Suffolk Law Dean Named to ABA Advisory Council on AI

Dean Andrew Perlman, legal innovation leader, joins ABA team responding to AI challenges and opportunities
Dean Andrew Perlman
Dean Andrew Perlman

Suffolk University Law School Dean Andrew Perlman has been named to the Advisory Council of the American Bar Association’s (ABA) AI Task Force. As the largest lawyer and law student organization in the world, the ABA and its artificial intelligence advisors will help the legal community to identify the benefits and risks of continually changing AI and machine-learning systems and capabilities.

Dean Perlman is a nationally recognized voice on the intersection of law and technology, spearheading Suffolk Law’s Legal Innovation and Technology ecosystem. He regularly appears in national media to discuss legal technology topics in outlets including Reuters and Bloomberg, and his work on generative AI was recently mentioned on Fareed Zakaria GPS. The school’s legal technology and innovation programs are consistently ranked among a handful of the top such programs in the country.

Special advisors to the task force include Michael Chertoff, Former U.S. Secretary of Homeland Security and Michelle K. Lee, former director of the U.S. Patent and Trade Office.

The ABA, with the help of task force members, will be making recommendations and articulating principles to help ensure that the creation and incorporation of AI by lawyers is done in accordance with the law and well-accepted legal standards.

The mission of the AI Task Force is to address the impact of AI on the legal profession and the practice of law; provide insights on developing and using AI in a trustworthy and responsible manner; and identify ways to address AI risks. The task force will focus on six critical issues: AI and the profession, AI risk management, AI and access to justice, AI governance, AI challenges – generative AI, and AI and legal education.
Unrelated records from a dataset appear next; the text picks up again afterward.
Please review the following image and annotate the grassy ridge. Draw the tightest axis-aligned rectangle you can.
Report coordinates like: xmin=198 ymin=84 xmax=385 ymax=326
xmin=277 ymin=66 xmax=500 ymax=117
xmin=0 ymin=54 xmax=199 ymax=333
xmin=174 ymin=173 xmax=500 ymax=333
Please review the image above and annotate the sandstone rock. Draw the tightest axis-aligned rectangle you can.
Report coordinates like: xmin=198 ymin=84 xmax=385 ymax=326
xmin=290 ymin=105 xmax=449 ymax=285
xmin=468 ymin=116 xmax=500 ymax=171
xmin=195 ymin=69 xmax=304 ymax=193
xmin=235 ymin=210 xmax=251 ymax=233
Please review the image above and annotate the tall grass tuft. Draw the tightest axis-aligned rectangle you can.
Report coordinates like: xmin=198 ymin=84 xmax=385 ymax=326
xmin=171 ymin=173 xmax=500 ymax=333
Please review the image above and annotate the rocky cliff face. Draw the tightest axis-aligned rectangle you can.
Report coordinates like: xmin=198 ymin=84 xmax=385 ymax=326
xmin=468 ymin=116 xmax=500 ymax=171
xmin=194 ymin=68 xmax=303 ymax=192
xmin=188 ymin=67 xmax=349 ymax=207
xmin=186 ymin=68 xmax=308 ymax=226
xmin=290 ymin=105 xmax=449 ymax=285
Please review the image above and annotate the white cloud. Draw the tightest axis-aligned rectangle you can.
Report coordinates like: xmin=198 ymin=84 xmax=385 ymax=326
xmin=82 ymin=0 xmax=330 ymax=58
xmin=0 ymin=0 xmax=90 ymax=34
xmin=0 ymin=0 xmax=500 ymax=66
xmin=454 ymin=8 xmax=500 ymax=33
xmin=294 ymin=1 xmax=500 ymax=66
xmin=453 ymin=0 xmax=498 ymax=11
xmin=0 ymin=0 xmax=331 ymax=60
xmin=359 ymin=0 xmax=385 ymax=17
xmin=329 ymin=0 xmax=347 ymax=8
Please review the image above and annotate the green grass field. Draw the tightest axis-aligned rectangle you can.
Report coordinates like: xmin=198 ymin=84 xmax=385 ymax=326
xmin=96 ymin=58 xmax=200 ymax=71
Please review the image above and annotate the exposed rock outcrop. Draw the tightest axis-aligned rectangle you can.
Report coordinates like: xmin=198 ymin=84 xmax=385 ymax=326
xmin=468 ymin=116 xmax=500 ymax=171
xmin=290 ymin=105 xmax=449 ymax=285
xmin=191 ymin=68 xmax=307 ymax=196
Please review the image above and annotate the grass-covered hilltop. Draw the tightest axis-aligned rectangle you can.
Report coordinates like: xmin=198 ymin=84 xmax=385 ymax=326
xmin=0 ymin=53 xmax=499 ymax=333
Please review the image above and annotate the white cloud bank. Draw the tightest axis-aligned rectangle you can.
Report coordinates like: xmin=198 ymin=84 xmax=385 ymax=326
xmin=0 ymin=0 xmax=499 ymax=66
Dean Perlman was the chief reporter of the American Bar Association’s Commission on Ethics 20/20, which was responsible for updating the ABA Model Rules of Professional Conduct to reflect changes in technology. He also served as the vice chair of the ABA Commission on the Future of Legal Services, which produced projects and recommendations that used technology to improve how legal services are delivered and accessed. He served as the inaugural chair of the governing council of the ABA’s Center for Innovation.